Aquilon veut lever 18 millions dans les 18 mois

©Aquilon

La spin off de l'ULiège spécialisée dans le traitement des maladies respiratoires démarre une étude clinique de phase II en janvier.

Fin septembre, la spin off de l'ULiège a obtenu de l'AFMPS l'autorisation de lancer la deuxième phase de son étude clinique. Dans la foulée, la société liégeoise a obtenu l'accord du comité éthique de l'Université de Liège. Deux approbations qui marquent une étape importante pour le développement des traitements de maladies respiratoires aiguës sur lesquels Aquilon travaille depuis 2013.

À l'époque, les professeurs Brigitte Evrard et Didier Cataldo découvrent que la molécule anti-inflammatoire, le budésonide, gagne en efficacité lorsqu'elle est combinée avec la cyclodextrine. Cet excipient permet au budésonide d'aller beaucoup plus loin dans les bronches et les poumons. Jusqu'à 50% du traitement pénètrent dans les zones les plus profondes des poumons, là où la plupart des traitements actuels s'arrêtent à la gorge ou aux bronches. Actuellement, Aquilon travaille sur le complexe budésonide-formotérol associé à la cyclodextrine pour répondre aux nouvelles directives internationales du traitement de l’asthme.

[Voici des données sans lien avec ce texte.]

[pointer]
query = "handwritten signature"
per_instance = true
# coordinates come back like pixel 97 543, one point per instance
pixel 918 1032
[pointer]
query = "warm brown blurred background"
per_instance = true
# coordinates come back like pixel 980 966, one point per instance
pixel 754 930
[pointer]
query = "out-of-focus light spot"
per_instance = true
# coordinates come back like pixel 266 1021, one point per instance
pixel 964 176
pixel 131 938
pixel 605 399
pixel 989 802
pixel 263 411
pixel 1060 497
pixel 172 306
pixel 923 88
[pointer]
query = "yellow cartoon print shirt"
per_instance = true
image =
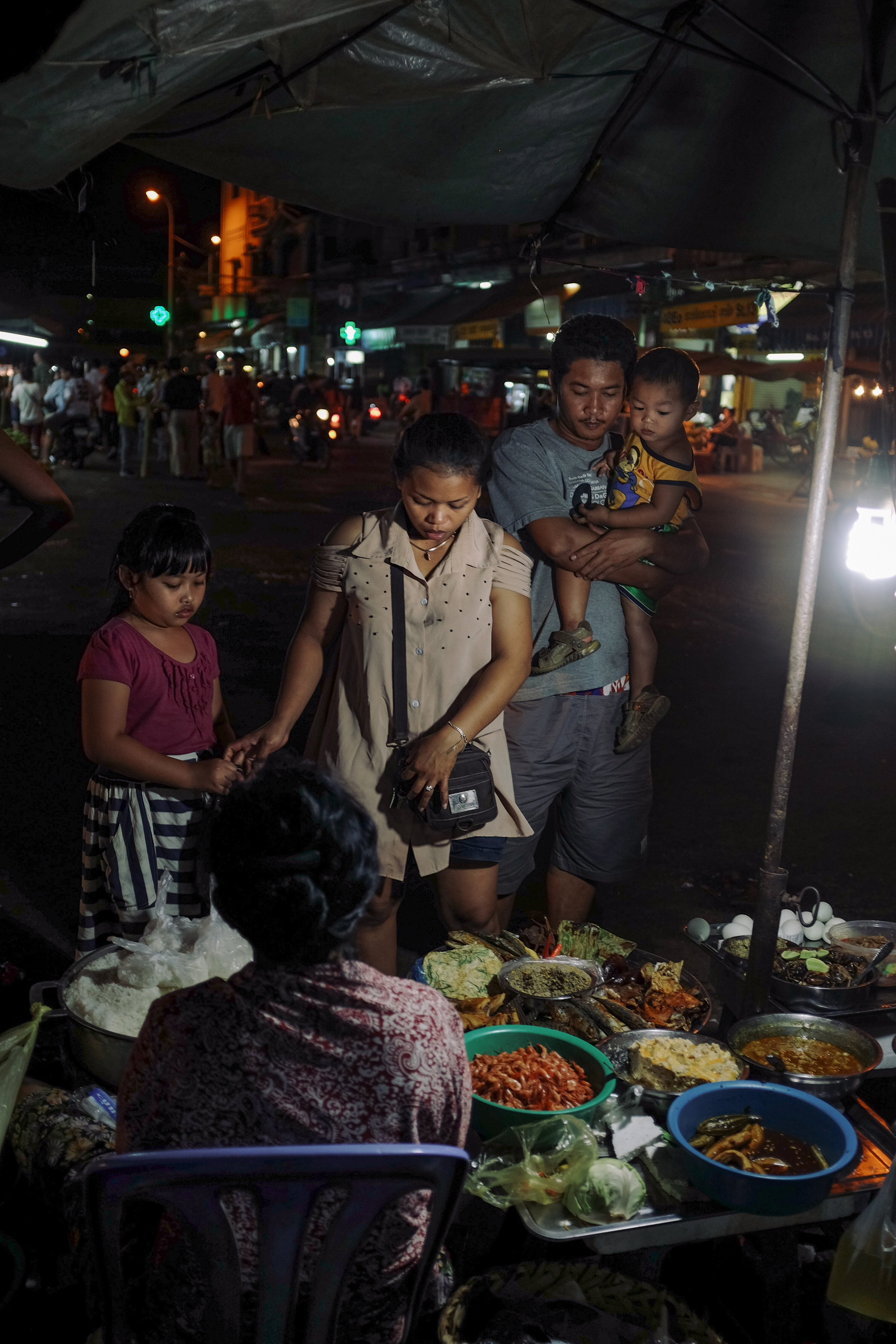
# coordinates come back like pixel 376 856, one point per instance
pixel 637 472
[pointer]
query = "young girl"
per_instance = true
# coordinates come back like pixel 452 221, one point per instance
pixel 151 711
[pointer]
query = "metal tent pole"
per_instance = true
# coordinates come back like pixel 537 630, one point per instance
pixel 773 878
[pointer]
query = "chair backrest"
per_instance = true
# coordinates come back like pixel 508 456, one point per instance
pixel 285 1183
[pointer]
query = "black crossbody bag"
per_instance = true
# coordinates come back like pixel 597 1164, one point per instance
pixel 472 801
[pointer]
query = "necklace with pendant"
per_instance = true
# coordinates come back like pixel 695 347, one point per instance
pixel 433 549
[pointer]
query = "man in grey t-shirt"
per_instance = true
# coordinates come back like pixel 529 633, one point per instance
pixel 561 726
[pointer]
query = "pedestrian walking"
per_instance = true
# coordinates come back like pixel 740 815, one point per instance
pixel 27 397
pixel 149 412
pixel 151 714
pixel 127 416
pixel 464 586
pixel 42 371
pixel 108 414
pixel 213 408
pixel 241 408
pixel 182 396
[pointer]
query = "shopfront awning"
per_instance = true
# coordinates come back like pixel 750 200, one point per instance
pixel 628 119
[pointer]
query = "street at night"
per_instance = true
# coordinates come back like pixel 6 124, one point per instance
pixel 448 645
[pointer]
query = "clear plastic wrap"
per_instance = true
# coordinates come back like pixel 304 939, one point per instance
pixel 534 1163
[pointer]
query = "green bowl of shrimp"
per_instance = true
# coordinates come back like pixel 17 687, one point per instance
pixel 491 1119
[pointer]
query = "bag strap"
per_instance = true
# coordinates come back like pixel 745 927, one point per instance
pixel 401 730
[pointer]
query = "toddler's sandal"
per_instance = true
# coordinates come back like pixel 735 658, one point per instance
pixel 565 647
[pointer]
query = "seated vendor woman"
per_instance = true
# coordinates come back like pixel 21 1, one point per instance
pixel 465 591
pixel 304 1046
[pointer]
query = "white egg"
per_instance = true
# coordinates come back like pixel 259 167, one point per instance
pixel 815 933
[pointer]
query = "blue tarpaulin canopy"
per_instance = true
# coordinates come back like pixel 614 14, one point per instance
pixel 628 120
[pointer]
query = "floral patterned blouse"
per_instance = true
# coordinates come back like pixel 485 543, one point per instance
pixel 328 1054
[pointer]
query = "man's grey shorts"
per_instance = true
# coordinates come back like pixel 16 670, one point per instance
pixel 562 748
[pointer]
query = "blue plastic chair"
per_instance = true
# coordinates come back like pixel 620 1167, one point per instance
pixel 285 1183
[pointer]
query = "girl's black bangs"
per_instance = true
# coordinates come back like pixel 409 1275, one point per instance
pixel 185 557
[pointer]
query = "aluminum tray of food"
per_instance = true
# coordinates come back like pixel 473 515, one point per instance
pixel 676 1059
pixel 786 995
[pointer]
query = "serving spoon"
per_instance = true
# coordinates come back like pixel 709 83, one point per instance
pixel 876 960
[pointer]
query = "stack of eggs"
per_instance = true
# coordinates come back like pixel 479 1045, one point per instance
pixel 789 926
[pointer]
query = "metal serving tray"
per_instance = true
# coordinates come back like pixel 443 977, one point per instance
pixel 703 1220
pixel 880 1000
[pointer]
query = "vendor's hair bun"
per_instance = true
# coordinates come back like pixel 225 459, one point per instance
pixel 295 861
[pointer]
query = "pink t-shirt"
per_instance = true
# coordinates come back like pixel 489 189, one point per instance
pixel 171 702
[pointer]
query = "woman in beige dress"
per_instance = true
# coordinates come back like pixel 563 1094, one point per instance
pixel 468 632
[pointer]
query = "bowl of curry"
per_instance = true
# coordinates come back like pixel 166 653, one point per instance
pixel 825 1057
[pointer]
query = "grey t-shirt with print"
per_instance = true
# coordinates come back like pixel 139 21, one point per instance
pixel 540 475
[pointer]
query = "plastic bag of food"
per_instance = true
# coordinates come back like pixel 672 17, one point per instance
pixel 609 1191
pixel 15 1053
pixel 534 1163
pixel 863 1277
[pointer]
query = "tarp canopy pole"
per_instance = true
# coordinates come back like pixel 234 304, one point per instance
pixel 773 878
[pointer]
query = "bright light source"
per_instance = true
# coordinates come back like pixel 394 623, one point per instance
pixel 23 340
pixel 871 549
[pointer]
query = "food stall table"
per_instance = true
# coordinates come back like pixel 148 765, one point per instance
pixel 878 1018
pixel 702 1222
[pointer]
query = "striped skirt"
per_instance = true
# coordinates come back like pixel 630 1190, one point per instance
pixel 132 835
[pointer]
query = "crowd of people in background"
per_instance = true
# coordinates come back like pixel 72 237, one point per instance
pixel 155 417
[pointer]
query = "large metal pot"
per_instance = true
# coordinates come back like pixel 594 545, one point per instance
pixel 103 1053
pixel 825 1086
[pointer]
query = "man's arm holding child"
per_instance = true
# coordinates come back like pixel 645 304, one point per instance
pixel 614 558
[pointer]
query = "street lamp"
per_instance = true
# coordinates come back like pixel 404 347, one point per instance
pixel 215 242
pixel 156 195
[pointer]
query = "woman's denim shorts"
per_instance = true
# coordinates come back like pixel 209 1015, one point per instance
pixel 479 849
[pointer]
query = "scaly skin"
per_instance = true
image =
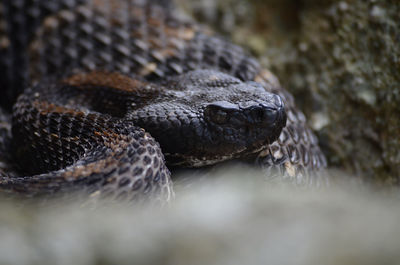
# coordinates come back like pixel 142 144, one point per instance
pixel 151 49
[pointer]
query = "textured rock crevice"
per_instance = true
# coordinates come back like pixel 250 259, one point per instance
pixel 341 60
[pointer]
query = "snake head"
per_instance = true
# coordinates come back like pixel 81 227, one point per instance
pixel 209 116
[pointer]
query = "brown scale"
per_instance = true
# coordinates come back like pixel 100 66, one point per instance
pixel 125 44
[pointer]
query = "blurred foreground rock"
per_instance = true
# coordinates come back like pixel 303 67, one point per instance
pixel 237 218
pixel 340 59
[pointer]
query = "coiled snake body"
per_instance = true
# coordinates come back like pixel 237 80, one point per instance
pixel 103 78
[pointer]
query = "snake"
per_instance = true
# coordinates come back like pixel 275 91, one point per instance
pixel 105 97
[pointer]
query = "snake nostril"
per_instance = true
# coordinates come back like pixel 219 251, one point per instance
pixel 261 115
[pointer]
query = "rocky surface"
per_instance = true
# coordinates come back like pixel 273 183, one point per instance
pixel 341 60
pixel 235 218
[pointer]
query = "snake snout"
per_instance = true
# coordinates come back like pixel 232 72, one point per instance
pixel 266 114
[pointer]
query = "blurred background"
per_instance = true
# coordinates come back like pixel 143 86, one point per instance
pixel 340 60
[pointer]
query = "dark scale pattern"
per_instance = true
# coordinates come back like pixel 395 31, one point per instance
pixel 101 69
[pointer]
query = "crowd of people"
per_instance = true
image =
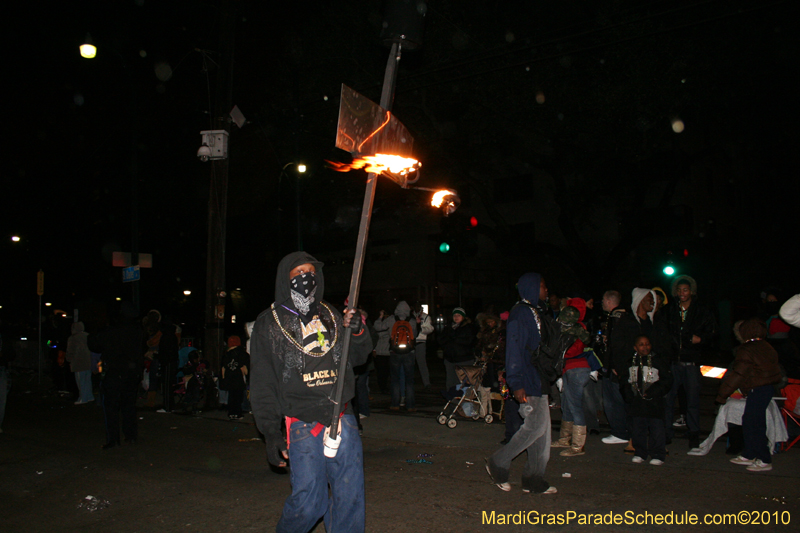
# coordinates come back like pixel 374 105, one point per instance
pixel 629 364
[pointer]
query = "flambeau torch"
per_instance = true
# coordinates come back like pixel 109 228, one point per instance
pixel 366 128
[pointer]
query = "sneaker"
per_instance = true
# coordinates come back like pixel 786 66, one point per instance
pixel 502 486
pixel 760 466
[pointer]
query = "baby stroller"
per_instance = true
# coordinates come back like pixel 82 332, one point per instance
pixel 474 400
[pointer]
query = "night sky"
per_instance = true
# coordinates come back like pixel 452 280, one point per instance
pixel 584 97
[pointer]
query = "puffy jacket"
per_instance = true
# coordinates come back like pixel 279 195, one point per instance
pixel 756 364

La cyclodextrine se présente sous la forme de "balles de golf" sur lesquelles se fixent les autres molécules. ©aquilon

Après la démonstration de l'efficacité de la formule en laboratoire, Aquilon peut donc passer à la phase II de son étude clinique. Elle sera menée à partir de janvier 2021 à l'ULiège sur 28 patients. Les résultats de l'étude devraient être connus dans les 6 mois à venir. En cas de résultats positifs, Aquilon pourra décliner son produit sous différentes formes de distribution: masque, spray, poudre... Soit un portefeuille potentiel de sept produits qui seront testés à plus grande échelle dans le cadre d'une étude de phase III.

Le Covid accélérateur

La crise sanitaire actuelle n'a pas freiné les travaux d'Aquilon, bien au contraire, vu la pertinence attendue de sa formule dans le traitement des maladies respiratoires. "Nous avons été contactés par des pneumologues dans ce cadre", précise Paul Maes, CEO d'Aquilon, dont les solutions pourraient offrir une alternative à la dexamethasone, très largement utilisée actuellement pour réduire les effets néfastes de la maladie. "Dans ce type d'application aussi, la technique d'Aquilon doit permettre une meilleure diffusion des molécules, plus efficace et plus locale", note Maes. Cette opportunité pourrait accélérer les études cliniques pour l'une ou l'autre application.

1,5
million d'euros
Dans un premier temps, les actionnaires historiques et de nouveaux investisseurs privés ont remis "au pot" d'Aquilon près de 1,5 million. La spin off a besoin de 18 millions pour parachever ses travaux d'ici 2023.

Levées de fonds

Mais pour mener à bien ces études cliniques, Aquilon a besoin de fonds. Dans un premier temps, les actionnaires historiques et de nouveaux investisseurs privés ont remis "au pot" près de 1,5 million. De quoi financer le lancement et une première partie de l'étude.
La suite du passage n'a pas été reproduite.